Relation between coefficient of static friction ${{\text{ }\!\!\mu\!\!\text{ }}_{\text{S}}}$ and the angle of friction is \begin{align} & \text{a) }{{\text{ }\!\!\mu\!\!\text{ }}_{\text{S}}}\text{=sin }\!\!\theta\!\!\text{ } \\ & \text{b) }{{\text{ }\!\!\mu\!\!\text{ }}_{\text{S}}}\text{=cos }\!\!\theta\!\!\text{ } \\ & \text{c) }{{\text{ }\!\!\mu\!\!\text{ }}_{\text{S}}}\text{=tan }\!\!\theta\!\!\text{ } \\ & \text{d) None of these} \\ \end{align}

Hint: To obtain the relation between coefficient of friction and the angle of friction we need to know how we define the following. The coefficient to friction is basically responsible for frictional force that holds the body at rest.
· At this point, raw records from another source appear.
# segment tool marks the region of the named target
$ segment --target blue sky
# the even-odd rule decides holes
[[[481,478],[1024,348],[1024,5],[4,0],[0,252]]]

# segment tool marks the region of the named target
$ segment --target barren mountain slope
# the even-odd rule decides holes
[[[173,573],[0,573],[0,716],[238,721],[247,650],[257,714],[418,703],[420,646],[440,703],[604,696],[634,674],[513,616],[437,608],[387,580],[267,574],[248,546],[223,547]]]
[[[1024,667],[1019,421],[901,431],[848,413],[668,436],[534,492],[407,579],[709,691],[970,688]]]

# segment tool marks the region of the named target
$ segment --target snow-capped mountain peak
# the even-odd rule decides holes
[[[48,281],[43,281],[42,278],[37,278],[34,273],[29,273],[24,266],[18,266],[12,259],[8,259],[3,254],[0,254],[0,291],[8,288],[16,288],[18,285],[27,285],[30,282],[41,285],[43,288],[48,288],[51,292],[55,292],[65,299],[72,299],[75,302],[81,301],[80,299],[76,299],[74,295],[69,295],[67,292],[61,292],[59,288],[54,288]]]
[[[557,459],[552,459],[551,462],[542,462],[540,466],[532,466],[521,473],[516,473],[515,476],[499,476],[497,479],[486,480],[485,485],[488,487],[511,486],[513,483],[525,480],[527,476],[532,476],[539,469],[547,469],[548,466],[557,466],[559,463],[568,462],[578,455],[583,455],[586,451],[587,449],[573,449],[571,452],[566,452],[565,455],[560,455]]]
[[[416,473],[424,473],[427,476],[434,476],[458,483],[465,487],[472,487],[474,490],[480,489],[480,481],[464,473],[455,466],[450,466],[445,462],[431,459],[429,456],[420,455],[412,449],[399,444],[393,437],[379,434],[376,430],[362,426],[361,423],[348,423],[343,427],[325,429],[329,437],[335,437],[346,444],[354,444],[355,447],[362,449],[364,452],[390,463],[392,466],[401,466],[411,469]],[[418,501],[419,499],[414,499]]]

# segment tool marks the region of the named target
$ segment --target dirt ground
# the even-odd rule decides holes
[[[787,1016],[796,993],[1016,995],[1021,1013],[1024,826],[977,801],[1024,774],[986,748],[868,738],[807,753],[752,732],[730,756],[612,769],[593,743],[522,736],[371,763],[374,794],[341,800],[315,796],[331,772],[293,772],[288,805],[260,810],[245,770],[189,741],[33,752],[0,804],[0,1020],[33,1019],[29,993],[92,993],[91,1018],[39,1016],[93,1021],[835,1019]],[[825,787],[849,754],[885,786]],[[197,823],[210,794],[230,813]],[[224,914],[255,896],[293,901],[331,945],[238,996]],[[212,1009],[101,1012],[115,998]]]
The angle of friction is defined as the angle between the resultant of the normal and the frictional force and the normal force of a body on ground. Now to obtain the relation, first we have drawn the diagram and using trigonometric definition we can obtain the required result.

To begin with let us consider a body of mass m resting on the ground as shown in the fig below.

Let us say we applied a force F on the body at rest. The body will still be at rest due to the frictional force. At one point the frictional force will be equal to the applied force at equilibrium. The frictional force at this point is equal to ${{\text{ }\!\!\mu\!\!\text{ }}_{\text{S}}}$ times the normal force. This can mathematically be represented as,
\begin{align} & \text{f =}{{\text{ }\!\!\mu\!\!\text{ }}_{\text{S}}}\text{N} \;\;\;\;\;\;\;\text{Since N=mg} \\ & \text{f =}{{\text{ }\!\!\mu\!\!\text{ }}_{\text{S}}}\text{mg} \\ \end{align}
If we see in the above diagram the angle between the resultant i.e. of( frictional force and the normal force)and the normal force is denoted by $\text{ }\!\!\theta\!\!\text{ }$. Now as we wish to calculate this angle let us write the parallel vector of frictional force to the head of the normal vector. Since the normal and the frictional force are perpendicular to each other by trigonometric definition of $\text{tan }\!\!\theta\!\!\text{ }$
We get,
$\text{tan }\!\!\theta\!\!\text{ }=\dfrac{\text{f}}{\text{N}}$ Since, $\text{f =}{{\text{ }\!\!\mu\!\!\text{ }}_{\text{S}}}\text{mg}$ and N= mg,

$\text{tan }\!\!\theta\!\!\text{ }=\dfrac{{{\text{ }\!\!\mu\!\!\text{ }}_{\text{S}}}\text{mg}}{\text{mg}}={{\text{ }\!\!\mu\!\!\text{ }}_{\text{S}}}$.

So, the correct answer is “Option C”.

Note:
It is to be noted the numerical value of angle of friction and the angle of repose is the same. The angle of repose is the angle between the resultant of the normal and the frictional force, and the normal force of a body on ground. If we observe this definition it is the same as the angle of friction but the difference is that the body itself is on an inclined surface and not horizontal surface.